There might be a bit of blowback over the way Katrina is handled here. There isn’t any political or philosophical agenda involved, just the use of the destructive storm as a kind of plot mechanism. We need to keep Nolan (Nolan? NOLA? Nolan? NOLA?) more or less locked down, limited in his options, and constantly looking out for his baby’s well-being. In some perverse way, the narrative is reminiscent of the Crank films, where Jason Statham must find ways to stay awake/jumpstart his dying machine heart in order to stay vertical. There is desperation in the design, but we never really feel that Hiesserer will let the baby die. It’s the intensity by which Walker believes it (and then expresses it to us) that sells the situation…and the stunning finale.

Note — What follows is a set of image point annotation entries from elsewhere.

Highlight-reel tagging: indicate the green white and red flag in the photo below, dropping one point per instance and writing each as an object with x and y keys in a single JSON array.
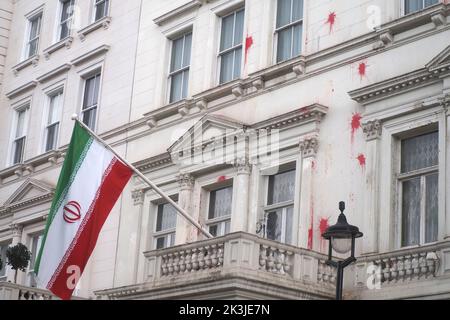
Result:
[{"x": 91, "y": 180}]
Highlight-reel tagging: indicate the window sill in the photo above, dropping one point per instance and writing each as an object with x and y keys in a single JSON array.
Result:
[
  {"x": 66, "y": 42},
  {"x": 101, "y": 23},
  {"x": 33, "y": 60}
]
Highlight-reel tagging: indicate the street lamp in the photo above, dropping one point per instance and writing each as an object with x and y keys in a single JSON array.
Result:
[{"x": 341, "y": 238}]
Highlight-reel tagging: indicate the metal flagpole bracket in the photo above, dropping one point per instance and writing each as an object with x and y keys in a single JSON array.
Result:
[{"x": 74, "y": 117}]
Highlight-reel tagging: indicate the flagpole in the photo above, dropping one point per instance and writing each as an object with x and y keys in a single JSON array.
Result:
[{"x": 144, "y": 178}]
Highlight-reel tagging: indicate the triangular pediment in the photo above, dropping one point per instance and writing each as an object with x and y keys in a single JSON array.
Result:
[
  {"x": 208, "y": 128},
  {"x": 440, "y": 61},
  {"x": 30, "y": 190}
]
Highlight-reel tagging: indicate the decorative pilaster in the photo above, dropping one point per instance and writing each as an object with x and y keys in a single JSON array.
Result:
[
  {"x": 241, "y": 190},
  {"x": 308, "y": 149},
  {"x": 372, "y": 131},
  {"x": 185, "y": 232}
]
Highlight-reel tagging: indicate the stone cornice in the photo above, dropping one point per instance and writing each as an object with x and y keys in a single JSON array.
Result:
[{"x": 188, "y": 7}]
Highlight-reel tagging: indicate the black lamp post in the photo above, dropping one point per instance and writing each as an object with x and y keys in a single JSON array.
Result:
[{"x": 341, "y": 238}]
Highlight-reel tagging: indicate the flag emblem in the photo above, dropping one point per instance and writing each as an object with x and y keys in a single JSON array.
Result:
[{"x": 72, "y": 212}]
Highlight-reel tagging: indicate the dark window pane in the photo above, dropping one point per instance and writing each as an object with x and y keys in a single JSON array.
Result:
[
  {"x": 431, "y": 205},
  {"x": 420, "y": 152},
  {"x": 411, "y": 212},
  {"x": 281, "y": 187}
]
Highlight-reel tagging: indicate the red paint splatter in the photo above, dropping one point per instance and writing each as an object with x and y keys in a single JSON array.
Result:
[
  {"x": 362, "y": 69},
  {"x": 323, "y": 225},
  {"x": 331, "y": 20},
  {"x": 355, "y": 124},
  {"x": 248, "y": 44},
  {"x": 362, "y": 160}
]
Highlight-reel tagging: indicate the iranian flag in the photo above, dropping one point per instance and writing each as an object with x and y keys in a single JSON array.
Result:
[{"x": 90, "y": 183}]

In fact, the director shows some real skill here. He creates mood out of nothing more than empty office spaces and leftover remnants of previous patients. There’s a claustrophobic sense of being trapped that is hard to defuse and a nice use of suggestion where spectacle would have otherwise ruled. Since he is only working with Walker (Ms. Rodriguez does appear from time to time but she’s lacking in any real depth or substance), we can’t tell how well he plays with performers and with our hero working overtime to succeed in his easily identifiable goal, we root for him automatically. For his part, Walker wins us over in both the mechanics and the meaning of what he is attempting. With his wife dead and his daughter dying, this is man about to be overwhelmed by tragedy. In his grief, however, he finds a new will to go on, and a new purpose to push him ahead.
Hours ends up being a fitting tribute to a man who, for many years, was seen as failing to live up to his full potential. Here, he harnesses his dashing good looks to make us care for this frantic man, even when the situations seem a little too “scripted.” In some ways, it’s the perfect send-off. In others, it’s a painful reminder that, sometimes, talent gets lost in the hopeless Hollywood shuffle for first weekend ticket sales and sequel possibilities. Even if Universal writes off the majority of Walker’s work in Fast and Furious 7 (per current rumor) and starts over from scratch, no tribute could be more touching than this. Hours is a quality diversion, outside of its obvious history. It also argues that, while MIA for a while, Walker’s best work was arguably ahead of him.